Personas privadas de la libertad en el Centro de Reinserción Social (Cereso) de Mérida elaboraron una Rosca de Reyes de 250 metros, como parte de una actividad orientada a mantener vivas las tradiciones y propiciar la convivencia familiar en un entorno seguro al interior del centro.

El director del Cereso, Antonio González Zetina, supervisó la preparación en el área de panadería, donde participaron 30 personas que trabajaron durante la noche para completar la elaboración.

Para la rosca se utilizaron más de mil 300 kilos de harina y 2 mil 100 muñequitos, además de insumos como 26 kilos de anís, 300 kilos de manteca vegetal, 280 kilos de azúcar, 26 kilos de canela molida, 80 kilos de acitrón, 33 kilos de mantequilla, 26 kilos de magimix, así como levadura y vainilla, 135 litros de leche y 80 charolas de huevo.

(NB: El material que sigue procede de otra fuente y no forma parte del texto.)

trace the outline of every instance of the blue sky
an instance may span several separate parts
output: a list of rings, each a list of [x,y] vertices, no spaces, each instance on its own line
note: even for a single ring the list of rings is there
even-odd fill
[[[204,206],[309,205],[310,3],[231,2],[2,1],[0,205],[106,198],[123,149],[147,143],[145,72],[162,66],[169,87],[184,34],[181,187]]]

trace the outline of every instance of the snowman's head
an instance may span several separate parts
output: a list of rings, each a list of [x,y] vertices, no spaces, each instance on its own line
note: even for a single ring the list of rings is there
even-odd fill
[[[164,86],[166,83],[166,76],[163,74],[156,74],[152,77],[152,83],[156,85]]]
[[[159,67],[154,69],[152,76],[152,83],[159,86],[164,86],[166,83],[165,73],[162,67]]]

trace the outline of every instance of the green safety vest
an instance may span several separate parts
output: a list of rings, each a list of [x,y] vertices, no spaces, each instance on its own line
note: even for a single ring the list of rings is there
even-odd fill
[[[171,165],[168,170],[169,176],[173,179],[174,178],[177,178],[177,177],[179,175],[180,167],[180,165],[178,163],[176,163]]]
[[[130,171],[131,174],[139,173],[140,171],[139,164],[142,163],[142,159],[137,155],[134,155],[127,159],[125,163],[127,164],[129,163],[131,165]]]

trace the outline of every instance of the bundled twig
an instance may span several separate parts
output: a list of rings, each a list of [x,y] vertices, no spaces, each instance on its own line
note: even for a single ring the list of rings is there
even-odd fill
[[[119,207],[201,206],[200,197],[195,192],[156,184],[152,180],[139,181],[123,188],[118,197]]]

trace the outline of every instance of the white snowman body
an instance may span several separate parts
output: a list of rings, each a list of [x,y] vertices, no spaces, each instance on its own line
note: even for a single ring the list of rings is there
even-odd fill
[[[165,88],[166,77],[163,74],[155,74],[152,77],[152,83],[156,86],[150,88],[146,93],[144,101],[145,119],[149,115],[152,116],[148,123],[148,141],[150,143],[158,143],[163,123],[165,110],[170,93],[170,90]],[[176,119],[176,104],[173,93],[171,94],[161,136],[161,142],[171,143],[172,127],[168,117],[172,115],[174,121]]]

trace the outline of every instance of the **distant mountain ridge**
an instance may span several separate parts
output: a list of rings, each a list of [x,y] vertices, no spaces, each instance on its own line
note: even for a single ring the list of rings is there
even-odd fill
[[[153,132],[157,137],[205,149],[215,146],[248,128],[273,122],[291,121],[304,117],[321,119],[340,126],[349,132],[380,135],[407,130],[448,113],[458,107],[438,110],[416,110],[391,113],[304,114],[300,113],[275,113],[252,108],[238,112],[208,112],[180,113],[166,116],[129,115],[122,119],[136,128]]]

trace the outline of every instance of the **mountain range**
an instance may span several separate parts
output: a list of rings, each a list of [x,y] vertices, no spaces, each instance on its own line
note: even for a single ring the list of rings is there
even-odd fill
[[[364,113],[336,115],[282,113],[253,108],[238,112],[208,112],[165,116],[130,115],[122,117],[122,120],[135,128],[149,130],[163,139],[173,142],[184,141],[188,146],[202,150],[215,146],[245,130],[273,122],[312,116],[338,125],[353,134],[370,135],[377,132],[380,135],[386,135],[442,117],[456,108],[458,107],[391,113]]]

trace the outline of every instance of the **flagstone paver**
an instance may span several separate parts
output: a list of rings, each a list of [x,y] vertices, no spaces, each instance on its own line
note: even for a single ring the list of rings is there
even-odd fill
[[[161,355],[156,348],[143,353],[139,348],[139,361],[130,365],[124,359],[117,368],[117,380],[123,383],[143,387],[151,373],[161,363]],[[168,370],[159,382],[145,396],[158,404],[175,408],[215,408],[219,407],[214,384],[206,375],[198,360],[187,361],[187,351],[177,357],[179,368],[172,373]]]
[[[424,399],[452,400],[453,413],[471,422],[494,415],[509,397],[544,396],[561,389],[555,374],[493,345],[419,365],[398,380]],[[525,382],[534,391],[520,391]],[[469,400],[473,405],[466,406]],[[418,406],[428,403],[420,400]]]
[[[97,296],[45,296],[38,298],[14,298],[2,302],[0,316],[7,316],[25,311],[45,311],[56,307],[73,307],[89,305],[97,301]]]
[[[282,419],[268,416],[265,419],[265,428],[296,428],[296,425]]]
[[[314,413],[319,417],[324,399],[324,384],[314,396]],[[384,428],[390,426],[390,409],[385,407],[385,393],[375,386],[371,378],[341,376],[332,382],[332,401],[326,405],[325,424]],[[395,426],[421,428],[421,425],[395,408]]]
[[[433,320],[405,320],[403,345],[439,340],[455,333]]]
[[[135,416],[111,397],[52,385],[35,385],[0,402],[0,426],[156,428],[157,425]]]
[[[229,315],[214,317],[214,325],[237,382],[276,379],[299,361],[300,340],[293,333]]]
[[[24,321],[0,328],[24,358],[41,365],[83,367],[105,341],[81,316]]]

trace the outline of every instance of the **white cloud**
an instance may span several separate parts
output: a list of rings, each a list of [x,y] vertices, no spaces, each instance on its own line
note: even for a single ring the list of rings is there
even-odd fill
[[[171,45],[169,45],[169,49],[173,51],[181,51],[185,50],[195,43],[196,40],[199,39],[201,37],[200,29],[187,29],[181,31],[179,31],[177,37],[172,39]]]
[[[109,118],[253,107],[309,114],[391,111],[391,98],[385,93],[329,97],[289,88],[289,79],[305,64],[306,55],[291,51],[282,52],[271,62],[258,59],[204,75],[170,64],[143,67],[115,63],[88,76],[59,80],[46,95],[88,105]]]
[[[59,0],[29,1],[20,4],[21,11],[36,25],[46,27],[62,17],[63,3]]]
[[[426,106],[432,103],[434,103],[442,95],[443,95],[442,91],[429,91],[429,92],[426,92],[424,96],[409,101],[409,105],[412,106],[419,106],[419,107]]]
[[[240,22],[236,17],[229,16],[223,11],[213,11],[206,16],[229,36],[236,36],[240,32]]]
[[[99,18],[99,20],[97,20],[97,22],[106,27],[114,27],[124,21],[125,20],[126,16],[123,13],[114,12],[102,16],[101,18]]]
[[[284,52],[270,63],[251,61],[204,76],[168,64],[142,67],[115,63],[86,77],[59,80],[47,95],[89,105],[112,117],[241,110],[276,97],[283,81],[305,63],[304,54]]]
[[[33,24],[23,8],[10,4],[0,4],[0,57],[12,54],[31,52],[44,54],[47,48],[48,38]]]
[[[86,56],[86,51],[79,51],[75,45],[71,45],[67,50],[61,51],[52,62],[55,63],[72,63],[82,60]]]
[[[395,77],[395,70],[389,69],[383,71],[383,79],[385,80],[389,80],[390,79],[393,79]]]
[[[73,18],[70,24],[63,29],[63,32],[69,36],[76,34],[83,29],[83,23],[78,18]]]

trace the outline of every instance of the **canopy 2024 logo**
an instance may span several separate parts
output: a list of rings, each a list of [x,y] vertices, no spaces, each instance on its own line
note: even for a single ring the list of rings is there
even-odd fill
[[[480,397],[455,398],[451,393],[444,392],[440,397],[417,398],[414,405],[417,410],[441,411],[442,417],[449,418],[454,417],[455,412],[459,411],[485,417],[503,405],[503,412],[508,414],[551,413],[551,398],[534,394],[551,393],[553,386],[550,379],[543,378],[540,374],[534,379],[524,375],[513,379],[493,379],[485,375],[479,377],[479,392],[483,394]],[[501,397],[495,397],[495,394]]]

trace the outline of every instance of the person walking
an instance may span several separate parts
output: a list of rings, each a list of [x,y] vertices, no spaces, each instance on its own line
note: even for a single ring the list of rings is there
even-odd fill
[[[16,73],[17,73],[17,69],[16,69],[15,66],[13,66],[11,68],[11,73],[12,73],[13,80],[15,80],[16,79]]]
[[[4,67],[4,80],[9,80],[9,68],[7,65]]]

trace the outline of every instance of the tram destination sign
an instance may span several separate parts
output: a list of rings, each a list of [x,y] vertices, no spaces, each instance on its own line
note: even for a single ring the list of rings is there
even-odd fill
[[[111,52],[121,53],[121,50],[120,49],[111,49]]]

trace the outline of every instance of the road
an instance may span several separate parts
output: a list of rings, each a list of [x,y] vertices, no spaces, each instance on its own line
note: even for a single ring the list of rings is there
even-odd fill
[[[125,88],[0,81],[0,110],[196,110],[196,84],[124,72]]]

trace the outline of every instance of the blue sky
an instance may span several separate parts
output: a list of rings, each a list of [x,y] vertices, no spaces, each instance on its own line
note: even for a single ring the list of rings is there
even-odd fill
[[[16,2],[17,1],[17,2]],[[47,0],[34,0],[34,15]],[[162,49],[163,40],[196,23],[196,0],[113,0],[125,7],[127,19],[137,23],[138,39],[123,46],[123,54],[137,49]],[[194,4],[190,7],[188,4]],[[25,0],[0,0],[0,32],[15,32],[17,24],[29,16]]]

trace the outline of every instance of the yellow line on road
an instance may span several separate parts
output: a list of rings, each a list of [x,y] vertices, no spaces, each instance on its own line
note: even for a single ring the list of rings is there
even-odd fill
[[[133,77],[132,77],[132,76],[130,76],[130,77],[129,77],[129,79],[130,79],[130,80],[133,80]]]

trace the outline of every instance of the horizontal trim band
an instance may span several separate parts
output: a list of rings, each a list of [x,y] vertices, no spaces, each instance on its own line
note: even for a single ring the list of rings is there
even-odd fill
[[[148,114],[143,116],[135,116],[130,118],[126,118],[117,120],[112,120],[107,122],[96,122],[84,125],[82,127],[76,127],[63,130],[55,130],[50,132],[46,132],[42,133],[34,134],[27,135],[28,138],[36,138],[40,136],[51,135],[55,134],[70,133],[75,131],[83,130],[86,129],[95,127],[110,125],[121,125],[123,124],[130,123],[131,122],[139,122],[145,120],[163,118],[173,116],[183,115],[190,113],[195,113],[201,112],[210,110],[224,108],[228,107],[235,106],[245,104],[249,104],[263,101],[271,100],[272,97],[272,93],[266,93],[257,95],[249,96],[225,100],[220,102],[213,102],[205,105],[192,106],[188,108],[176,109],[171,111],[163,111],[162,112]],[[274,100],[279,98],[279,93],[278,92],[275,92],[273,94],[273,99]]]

La actividad tuvo como objetivo favorecer un espacio ameno para el reencuentro de las familias durante estas fechas, mediante una dinámica que fortalece la convivencia y la participación comunitaria al interior del centro.
Durante la jornada también se realizó una exhibición de vehículos modificados en diversas modalidades, que las y los asistentes pudieron apreciar, además de la presentación de cantantes de música urbana, quienes amenizaron la tarde. Asimismo, en el muro de la escuela del centro se pintó un mural alusivo a la paz y la cultura.
El corte de la rosca estuvo a cargo del subsecretario de Prevención y Reinserción Social, Miguel Ángel Trujillo Ortiz, quien saludó a las familias reunidas en el campo deportivo y les deseó un feliz año, acompañado por la directora del Centro para Prevenir y Eliminar la Discriminación en el Estado de Yucatán (Cepredy), Vivianne de Cervantes Eng-Jim; y los jefes de departamento del Cereso, Andrés Rosado Quintal, Josué Euán Novelo y Alejandro González Zetina.
Por la mañana, la Fundación Emanuel acudió al centro para entregar juguetes a las hijas e hijos de las personas privadas de la libertad y compartir un mensaje de alegría con las familias asistentes.